Help me help a customer find the right product
October 22, 2012 12:26 PM   Subscribe

Joe goes to webpage. He answers a few A-or-B questions. After Joe answers the last question, the page shows him which product he should buy. a) What do I call this decision-making tool? b) Where do I learn how to make it?
posted by itesser to Computers & Internet (21 answers total) 5 users marked this as a favorite
It's a pretty easy data structure; it's a rooted binary tree!

Here's a bunch of tree jargon, which you can feel free to skip, and come back ot if anything below doesn't make sense. A graph is a bunch of nodes connected by edges. A tree is a graph with no loops in it. A rooted binary tree is a tree with a designated root or starting node, where each node has zero or two children.
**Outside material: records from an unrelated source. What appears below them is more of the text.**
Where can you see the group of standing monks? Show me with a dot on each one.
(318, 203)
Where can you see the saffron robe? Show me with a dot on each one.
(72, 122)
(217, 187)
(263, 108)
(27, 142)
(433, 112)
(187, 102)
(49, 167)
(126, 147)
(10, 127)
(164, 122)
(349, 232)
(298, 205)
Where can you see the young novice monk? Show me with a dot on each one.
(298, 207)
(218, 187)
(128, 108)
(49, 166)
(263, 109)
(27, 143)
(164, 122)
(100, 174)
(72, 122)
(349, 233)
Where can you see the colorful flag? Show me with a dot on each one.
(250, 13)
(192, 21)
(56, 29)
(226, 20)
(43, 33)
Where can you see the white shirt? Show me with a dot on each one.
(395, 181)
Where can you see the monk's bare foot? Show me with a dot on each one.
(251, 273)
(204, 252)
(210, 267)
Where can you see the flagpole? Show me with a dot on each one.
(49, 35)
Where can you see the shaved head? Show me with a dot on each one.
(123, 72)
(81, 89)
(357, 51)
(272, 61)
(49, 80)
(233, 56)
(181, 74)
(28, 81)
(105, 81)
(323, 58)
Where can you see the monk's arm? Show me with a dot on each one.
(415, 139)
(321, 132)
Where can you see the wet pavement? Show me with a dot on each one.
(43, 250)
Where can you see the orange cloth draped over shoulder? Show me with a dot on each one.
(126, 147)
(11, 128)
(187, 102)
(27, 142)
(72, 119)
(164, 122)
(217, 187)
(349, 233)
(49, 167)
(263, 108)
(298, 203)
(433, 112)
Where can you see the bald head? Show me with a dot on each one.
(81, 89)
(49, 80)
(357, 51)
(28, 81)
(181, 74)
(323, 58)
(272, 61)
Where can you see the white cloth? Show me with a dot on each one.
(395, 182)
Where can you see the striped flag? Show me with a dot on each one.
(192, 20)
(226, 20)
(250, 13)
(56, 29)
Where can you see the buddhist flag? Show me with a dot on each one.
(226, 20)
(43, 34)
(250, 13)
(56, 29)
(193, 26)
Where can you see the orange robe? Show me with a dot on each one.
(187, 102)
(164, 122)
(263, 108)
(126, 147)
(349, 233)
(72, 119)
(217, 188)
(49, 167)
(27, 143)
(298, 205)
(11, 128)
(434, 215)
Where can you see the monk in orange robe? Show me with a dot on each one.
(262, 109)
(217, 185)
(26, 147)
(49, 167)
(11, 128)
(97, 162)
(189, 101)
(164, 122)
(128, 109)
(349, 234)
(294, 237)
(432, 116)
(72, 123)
A node is called internal if it has children, and is called a leaf if it has no children.

You just choose a bunch of ways to divide your products in two at each step, and then write a bit of code to do the actually question/answer bit. The depth of the tree is the maximal distance from the root (ie, starting) node. You can have up to 2^(depth) products in your tree. (It's fine, of course, if some branches are shorter than others.)

Presumably you would want each (internal) node to be labeled by a question, with answers associated to each child of the node. Then the leaves are your actual products. So you would have a variable keeping track of Joe's current position in the tree, which moves as he makes his choices.
posted by kaibutsu at 12:45 PM on October 22, 2012 [1 favorite]
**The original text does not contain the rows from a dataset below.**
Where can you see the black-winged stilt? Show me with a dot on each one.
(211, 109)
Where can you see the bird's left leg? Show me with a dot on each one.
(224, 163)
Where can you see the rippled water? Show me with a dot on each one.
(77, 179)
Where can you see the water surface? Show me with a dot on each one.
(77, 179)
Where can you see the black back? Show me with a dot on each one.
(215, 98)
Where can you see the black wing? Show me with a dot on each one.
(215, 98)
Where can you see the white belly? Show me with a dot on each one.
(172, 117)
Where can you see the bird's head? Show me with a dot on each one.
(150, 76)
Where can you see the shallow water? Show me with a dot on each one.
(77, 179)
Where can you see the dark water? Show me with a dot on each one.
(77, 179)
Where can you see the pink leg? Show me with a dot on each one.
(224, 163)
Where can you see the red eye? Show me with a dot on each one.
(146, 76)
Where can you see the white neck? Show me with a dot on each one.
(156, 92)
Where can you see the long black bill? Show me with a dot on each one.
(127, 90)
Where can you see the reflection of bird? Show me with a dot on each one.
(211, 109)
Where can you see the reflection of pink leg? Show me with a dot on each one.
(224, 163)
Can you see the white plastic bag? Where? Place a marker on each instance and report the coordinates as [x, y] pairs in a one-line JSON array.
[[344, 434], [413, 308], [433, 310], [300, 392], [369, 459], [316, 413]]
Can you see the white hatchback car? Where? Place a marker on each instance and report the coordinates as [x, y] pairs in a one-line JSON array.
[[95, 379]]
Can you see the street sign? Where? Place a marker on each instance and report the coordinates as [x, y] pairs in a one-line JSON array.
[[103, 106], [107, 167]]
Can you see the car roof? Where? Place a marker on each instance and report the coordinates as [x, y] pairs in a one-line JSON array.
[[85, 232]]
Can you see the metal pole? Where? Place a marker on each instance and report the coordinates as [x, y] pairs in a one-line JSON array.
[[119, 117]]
Here are some primers on making and examples of decision trees.
posted by carsonb at 12:45 PM on October 22, 2012

Decision trees are what programmers or software engineers would call it amongst themselves. If you're looking for a customer-facing term, these are usually called "wizards" or "buying guides."
posted by lunalaguna at 12:57 PM on October 22, 2012

Back when I learned to program, after "hello world" and similar simplicities one of the first programming tasks anyone did was hacking on some variant of a little BASIC app called "Animals". It interactively builds such a binary decision tree, and if you don't know the answer then asks you for information so it can learn next time.
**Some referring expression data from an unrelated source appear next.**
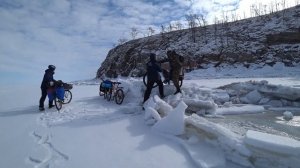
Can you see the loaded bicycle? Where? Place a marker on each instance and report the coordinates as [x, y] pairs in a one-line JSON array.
[[112, 91], [60, 93]]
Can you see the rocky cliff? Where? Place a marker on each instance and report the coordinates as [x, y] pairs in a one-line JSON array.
[[262, 40]]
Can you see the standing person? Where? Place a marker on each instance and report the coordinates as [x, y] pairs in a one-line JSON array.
[[47, 82], [153, 76], [176, 64]]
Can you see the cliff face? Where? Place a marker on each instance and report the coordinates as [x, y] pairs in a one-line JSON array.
[[261, 40]]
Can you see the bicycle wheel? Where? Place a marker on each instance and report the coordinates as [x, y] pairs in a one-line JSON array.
[[145, 80], [67, 97], [119, 97], [58, 103]]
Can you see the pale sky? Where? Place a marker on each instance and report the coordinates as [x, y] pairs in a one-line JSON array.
[[76, 35]]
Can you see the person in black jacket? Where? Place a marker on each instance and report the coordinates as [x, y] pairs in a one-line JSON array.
[[153, 76], [47, 82]]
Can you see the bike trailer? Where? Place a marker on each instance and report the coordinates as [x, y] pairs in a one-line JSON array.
[[60, 92], [50, 94], [107, 84]]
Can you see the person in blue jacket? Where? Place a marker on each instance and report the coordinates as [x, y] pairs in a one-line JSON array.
[[47, 82], [153, 76]]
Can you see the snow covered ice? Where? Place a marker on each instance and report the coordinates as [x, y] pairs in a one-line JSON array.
[[225, 122]]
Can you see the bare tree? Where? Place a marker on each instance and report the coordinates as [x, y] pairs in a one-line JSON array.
[[151, 31], [170, 27], [134, 32], [122, 41], [192, 25], [178, 25]]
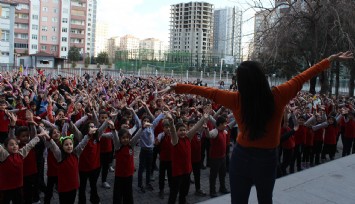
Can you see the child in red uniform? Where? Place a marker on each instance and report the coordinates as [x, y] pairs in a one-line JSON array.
[[52, 167], [89, 165], [68, 165], [124, 169], [11, 167], [165, 146], [217, 153], [181, 158]]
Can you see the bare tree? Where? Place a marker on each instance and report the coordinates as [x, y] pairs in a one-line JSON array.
[[303, 32]]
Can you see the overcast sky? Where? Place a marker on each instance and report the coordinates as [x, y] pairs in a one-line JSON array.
[[150, 18]]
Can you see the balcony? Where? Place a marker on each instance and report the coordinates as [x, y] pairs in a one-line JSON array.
[[75, 26], [19, 40], [79, 45], [79, 8], [21, 30], [21, 20], [83, 18], [77, 35]]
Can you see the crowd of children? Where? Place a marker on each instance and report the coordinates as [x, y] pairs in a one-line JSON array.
[[75, 127]]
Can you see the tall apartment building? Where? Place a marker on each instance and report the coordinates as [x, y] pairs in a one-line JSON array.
[[53, 26], [7, 19], [130, 43], [113, 44], [191, 30], [101, 37], [227, 33], [152, 49], [91, 27]]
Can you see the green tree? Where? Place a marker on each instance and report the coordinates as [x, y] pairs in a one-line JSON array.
[[74, 55], [102, 58]]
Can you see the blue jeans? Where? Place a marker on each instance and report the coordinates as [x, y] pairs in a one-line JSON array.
[[252, 166]]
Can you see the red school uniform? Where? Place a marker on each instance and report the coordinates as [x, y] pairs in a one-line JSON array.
[[218, 145], [165, 148], [106, 143], [318, 135], [196, 148], [330, 136], [90, 157], [68, 174], [290, 142], [4, 122], [124, 161], [30, 163], [11, 172], [52, 164], [181, 157], [300, 135], [349, 128]]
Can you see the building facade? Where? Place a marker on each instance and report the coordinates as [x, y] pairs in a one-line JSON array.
[[113, 44], [152, 49], [130, 44], [101, 37], [91, 27], [7, 19], [227, 33], [53, 26], [191, 30]]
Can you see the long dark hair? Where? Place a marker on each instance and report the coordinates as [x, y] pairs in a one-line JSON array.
[[257, 101]]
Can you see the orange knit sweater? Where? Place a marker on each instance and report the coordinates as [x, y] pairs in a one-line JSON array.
[[282, 95]]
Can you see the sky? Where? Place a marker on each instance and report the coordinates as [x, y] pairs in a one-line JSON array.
[[150, 18]]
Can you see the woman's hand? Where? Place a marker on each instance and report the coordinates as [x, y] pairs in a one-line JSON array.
[[341, 56]]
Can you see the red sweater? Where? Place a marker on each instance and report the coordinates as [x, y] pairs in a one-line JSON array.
[[4, 122], [195, 148], [68, 174], [282, 95], [124, 161], [11, 172], [181, 157], [218, 146], [90, 157]]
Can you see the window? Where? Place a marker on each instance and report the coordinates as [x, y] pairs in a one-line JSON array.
[[53, 48], [5, 34], [21, 45], [5, 12]]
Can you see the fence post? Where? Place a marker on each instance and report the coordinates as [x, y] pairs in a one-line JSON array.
[[214, 79]]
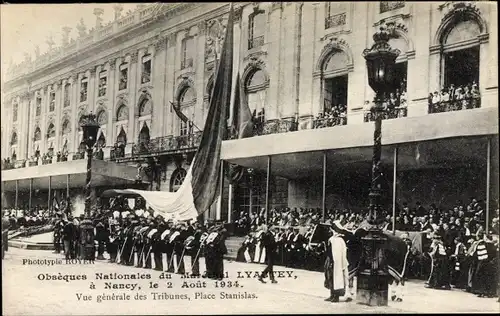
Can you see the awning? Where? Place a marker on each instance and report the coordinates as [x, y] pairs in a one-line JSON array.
[[431, 141], [104, 173]]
That's one way, to guide you through a list of questions. The other way might be to ask a fixed list of questions, and then compare that to traits of a given set of products and pick the best match.

I'd start by rewriting Animals in your favorite language. Total blast-from-the-past, a version of Animals written in C, probably when I was a teenager.
posted by straw at 1:11 PM on October 22, 2012

This sounds like Conjoint analysis to me.

Although this is more generally based on a series of answers to A or B or C or ... questions.
posted by piyushnz at 1:15 PM on October 22, 2012

In terms of website design, the easiest way to do something like this would probably be in PHP.

You would fill out an HTML form. The results go to a PHP script that thinks about what you typed in and returns some HTML based on its decision.
posted by steinsaltz at 1:16 PM on October 22, 2012

PickChoose? too many vowels? PikChuz?
posted by sexyrobot at 1:21 PM on October 22, 2012

Response by poster: Refined question:

How do I build a web-based implementation for my decision tree?

I can write it in natural language, but only have an afternoon's worth of education each in a couple programming languages.

I'm trying to find out more about how to get it out of my head so I can decide if I should build up my coding to create it myself, or write a spec so we can outsource it.
posted by itesser at 1:37 PM on October 22, 2012

How many questions are you asking? The simplest way to do a small number of questions (or even a large number, depending on your coding skills and how often it all changes) is just a bunch of pages that each have two hyperlinks on them that lead to the next questions.
posted by XMLicious at 1:52 PM on October 22, 2012

Response by poster: Six? From a UX perspective, I want it all to happen on the same page.

Thanks to learning the term "decision tree" I found this bit of JavaScript which is very close to what I want.

Currently dissecting that and poking around for similar alternatives.
posted by itesser at 1:59 PM on October 22, 2012

Uh. Animal. Right.

What you want to do is read an introduction to expert systems. This is not an easy problem, and there usually isn't a linear decision tree because not every person has a clear list of priorities and the priorities differ from person to person. Worse, the typical person does not actually understand their priorities.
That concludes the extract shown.